Spectral-Enhanced Transformers: Leveraging Large-Scale Pretrained Models for Hyperspectral Object Tracking
Shaheer Mohamed, Tharindu Fernando, Sridha Sridharan, Peyman Moghadam, Clinton Fookes
TL;DR
This work tackles hyperspectral object tracking with limited data by adapting large RGB pretrained transformers to hyperspectral inputs. It introduces an adaptive spatial-spectral token fusion that merges spatial (false-color) and spectral (hyperspectral) information, and employs cross-modality training to learn modality-invariant features across different sensors. The approach achieves state-of-the-art results on HOT2020 and HOT2024 datasets with only a few training epochs, demonstrating the practical viability of leveraging foundation models in hyperspectral tracking.

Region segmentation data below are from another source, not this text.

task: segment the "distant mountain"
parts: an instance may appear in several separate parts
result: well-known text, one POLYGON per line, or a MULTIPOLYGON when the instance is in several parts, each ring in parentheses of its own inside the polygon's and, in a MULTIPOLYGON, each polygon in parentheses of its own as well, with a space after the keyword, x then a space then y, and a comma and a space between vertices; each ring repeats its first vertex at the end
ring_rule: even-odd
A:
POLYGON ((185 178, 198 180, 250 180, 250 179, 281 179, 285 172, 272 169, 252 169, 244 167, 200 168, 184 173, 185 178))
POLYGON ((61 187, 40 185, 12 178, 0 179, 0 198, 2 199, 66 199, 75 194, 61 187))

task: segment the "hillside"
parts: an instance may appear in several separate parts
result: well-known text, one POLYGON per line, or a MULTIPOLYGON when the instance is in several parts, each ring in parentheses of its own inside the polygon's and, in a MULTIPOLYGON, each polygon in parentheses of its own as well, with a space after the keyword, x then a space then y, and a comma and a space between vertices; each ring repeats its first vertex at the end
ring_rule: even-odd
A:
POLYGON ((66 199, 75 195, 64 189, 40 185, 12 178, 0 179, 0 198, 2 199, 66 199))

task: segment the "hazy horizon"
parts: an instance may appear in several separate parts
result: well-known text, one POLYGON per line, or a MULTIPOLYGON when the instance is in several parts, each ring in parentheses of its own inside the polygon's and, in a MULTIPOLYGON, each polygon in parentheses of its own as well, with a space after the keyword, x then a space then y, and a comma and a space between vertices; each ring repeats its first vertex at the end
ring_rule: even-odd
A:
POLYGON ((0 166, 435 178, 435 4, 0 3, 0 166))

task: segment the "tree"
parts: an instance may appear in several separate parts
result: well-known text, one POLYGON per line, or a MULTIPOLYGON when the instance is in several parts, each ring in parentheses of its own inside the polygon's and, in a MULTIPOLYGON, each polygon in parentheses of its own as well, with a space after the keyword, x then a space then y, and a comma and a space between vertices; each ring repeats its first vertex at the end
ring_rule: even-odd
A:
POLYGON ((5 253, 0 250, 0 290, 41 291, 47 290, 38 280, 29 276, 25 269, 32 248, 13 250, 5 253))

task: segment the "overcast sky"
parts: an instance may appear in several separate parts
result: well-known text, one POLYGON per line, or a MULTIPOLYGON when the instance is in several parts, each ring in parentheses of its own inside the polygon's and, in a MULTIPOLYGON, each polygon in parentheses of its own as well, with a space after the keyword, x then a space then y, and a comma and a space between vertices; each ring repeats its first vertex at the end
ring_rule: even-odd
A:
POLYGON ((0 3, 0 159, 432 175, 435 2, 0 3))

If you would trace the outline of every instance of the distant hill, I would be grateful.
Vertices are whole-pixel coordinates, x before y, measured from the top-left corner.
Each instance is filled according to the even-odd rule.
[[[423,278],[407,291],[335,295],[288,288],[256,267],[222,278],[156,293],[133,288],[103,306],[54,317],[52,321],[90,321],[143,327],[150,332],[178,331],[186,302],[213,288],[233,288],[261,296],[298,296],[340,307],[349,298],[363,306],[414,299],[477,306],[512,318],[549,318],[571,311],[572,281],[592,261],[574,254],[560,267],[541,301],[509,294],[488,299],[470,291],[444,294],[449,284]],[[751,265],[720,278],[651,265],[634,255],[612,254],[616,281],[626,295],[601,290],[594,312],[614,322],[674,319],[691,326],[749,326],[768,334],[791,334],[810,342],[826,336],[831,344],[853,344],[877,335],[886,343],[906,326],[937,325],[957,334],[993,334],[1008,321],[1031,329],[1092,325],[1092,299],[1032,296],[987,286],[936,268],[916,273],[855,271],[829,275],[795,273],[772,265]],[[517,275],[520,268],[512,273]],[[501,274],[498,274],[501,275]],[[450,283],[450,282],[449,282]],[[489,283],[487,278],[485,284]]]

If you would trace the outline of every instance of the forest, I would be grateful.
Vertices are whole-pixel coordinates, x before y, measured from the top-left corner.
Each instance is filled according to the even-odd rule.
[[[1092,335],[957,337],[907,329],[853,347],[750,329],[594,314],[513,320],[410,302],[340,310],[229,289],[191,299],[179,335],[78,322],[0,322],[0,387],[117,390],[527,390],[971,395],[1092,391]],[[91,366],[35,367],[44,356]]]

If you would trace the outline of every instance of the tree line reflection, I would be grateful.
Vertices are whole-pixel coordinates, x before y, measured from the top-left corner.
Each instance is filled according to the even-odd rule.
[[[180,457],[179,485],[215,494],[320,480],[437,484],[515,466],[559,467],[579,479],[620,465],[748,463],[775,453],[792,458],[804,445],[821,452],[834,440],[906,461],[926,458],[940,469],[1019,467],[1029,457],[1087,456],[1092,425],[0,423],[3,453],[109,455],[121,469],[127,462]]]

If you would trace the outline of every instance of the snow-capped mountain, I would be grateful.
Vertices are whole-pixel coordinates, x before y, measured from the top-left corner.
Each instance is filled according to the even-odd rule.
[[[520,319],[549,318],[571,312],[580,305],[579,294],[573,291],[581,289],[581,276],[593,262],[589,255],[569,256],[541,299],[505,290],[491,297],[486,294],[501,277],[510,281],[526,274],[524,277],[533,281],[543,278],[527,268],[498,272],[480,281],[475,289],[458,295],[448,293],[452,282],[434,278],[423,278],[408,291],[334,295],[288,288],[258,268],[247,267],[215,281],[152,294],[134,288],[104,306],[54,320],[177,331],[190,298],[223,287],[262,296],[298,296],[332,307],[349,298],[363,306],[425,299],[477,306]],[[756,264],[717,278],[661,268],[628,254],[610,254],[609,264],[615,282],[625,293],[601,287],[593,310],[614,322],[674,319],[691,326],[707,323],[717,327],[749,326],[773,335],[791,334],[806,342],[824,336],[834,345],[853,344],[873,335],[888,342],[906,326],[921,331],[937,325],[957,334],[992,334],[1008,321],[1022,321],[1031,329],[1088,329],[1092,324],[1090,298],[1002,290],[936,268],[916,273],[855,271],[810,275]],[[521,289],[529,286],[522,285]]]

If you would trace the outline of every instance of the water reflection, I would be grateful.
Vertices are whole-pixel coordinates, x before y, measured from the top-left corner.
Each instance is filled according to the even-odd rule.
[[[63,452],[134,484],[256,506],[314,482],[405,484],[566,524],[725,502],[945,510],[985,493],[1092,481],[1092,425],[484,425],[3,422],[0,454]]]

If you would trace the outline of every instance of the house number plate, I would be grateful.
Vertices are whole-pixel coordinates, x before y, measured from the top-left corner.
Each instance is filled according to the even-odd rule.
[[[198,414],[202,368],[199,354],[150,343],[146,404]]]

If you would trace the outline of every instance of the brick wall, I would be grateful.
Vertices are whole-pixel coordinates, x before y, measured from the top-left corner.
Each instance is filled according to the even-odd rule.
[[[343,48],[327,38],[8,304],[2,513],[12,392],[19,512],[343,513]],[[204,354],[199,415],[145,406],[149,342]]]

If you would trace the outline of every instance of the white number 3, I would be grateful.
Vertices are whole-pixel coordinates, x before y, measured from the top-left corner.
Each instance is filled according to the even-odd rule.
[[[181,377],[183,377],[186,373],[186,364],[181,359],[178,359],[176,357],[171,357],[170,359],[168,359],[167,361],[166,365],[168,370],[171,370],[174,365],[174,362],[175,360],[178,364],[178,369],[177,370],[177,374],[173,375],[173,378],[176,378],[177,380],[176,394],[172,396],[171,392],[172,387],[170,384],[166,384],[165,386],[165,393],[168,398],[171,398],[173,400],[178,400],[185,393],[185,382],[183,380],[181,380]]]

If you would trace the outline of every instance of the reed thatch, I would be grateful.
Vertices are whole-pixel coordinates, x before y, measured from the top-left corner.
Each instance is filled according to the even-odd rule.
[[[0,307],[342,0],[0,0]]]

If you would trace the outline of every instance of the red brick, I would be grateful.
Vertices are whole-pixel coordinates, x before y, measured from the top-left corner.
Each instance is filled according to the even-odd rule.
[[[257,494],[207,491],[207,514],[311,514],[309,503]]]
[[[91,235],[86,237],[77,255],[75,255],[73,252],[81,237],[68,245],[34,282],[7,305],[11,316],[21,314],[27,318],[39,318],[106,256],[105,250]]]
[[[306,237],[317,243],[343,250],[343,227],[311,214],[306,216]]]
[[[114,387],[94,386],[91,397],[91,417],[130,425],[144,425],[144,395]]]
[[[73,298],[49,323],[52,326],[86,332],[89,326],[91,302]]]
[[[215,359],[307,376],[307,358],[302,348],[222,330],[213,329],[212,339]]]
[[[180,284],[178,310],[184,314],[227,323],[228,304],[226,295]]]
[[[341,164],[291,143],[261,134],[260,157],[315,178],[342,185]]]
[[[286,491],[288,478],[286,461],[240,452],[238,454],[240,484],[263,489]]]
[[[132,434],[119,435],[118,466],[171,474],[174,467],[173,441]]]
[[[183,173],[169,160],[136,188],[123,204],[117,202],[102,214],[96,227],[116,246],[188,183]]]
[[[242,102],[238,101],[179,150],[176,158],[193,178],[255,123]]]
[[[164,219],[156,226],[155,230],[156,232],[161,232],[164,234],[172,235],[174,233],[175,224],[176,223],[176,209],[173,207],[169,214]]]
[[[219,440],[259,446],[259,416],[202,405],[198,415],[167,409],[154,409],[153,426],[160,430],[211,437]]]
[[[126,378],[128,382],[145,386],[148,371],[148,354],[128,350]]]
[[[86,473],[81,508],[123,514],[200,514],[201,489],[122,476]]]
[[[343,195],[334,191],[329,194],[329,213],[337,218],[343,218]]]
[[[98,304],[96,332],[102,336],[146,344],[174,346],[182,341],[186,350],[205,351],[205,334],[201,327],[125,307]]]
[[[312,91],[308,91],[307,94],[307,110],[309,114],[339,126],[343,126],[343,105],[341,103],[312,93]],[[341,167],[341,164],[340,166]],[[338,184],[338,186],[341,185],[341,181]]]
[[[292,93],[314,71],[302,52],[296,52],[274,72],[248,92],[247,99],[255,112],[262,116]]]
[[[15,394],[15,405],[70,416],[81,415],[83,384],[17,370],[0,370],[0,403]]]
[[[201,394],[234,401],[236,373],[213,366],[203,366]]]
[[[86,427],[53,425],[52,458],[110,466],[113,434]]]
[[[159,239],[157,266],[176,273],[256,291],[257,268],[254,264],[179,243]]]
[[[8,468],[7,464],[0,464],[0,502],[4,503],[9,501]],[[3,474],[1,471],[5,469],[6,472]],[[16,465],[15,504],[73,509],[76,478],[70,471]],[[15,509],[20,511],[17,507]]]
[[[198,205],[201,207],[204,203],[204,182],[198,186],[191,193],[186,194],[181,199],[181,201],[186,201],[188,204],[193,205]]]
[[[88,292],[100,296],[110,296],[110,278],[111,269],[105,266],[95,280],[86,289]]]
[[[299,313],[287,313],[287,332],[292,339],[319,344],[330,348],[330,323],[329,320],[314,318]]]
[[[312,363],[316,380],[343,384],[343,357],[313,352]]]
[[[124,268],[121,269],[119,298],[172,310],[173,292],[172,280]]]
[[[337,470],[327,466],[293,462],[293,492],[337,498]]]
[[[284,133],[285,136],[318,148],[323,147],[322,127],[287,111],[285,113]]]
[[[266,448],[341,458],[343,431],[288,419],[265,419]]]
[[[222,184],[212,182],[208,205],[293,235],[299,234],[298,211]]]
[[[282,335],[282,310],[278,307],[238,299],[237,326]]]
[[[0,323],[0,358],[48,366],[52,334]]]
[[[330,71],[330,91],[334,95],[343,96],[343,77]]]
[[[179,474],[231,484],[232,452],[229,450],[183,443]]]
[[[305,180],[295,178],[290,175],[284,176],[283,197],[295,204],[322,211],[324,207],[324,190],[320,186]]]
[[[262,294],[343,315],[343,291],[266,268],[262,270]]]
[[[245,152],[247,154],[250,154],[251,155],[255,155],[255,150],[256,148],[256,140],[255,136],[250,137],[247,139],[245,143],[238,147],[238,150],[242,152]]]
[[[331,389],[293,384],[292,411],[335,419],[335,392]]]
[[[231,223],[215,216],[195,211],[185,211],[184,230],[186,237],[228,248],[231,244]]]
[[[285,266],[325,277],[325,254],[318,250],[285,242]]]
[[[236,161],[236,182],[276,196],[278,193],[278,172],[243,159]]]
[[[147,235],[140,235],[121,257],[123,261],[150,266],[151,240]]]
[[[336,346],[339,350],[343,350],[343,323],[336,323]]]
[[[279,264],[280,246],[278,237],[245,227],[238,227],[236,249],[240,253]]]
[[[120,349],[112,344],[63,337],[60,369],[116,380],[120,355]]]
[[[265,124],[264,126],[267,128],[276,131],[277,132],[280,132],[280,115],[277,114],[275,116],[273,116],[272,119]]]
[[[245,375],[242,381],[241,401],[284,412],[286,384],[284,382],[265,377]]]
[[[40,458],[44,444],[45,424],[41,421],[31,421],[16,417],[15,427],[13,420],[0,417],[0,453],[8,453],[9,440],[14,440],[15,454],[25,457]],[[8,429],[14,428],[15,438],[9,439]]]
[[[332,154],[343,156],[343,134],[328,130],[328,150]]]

Overall, the method offers a scalable pathway to exploit large pretrained transformers for hyperspectral tasks, enabling robust tracking across diverse sensor modalities.
Abstract
Hyperspectral object tracking using snapshot mosaic cameras is emerging as it provides enhanced spectral information alongside spatial data, contributing to a more comprehensive understanding of material properties. Using transformers, which have consistently outperformed convolutional neural networks (CNNs) in learning better feature representations, would be expected to be effective for Hyperspectral object tracking. However, training large transformers necessitates extensive datasets and prolonged training periods. This is particularly critical for complex tasks like object tracking, and the scarcity of large datasets in the hyperspectral domain acts as a bottleneck in achieving the full potential of powerful transformer models. This paper proposes an effective methodology that adapts large pretrained transformer-based foundation models for hyperspectral object tracking. We propose an adaptive, learnable spatial-spectral token fusion module that can be extended to any transformer-based backbone for learning inherent spatial-spectral features in hyperspectral data. Furthermore, our model incorporates a cross-modality training pipeline that facilitates effective learning across hyperspectral datasets collected with different sensor modalities. This enables the extraction of complementary knowledge from additional modalities, whether or not they are present during testing. Our proposed model also achieves superior performance with minimal training iterations.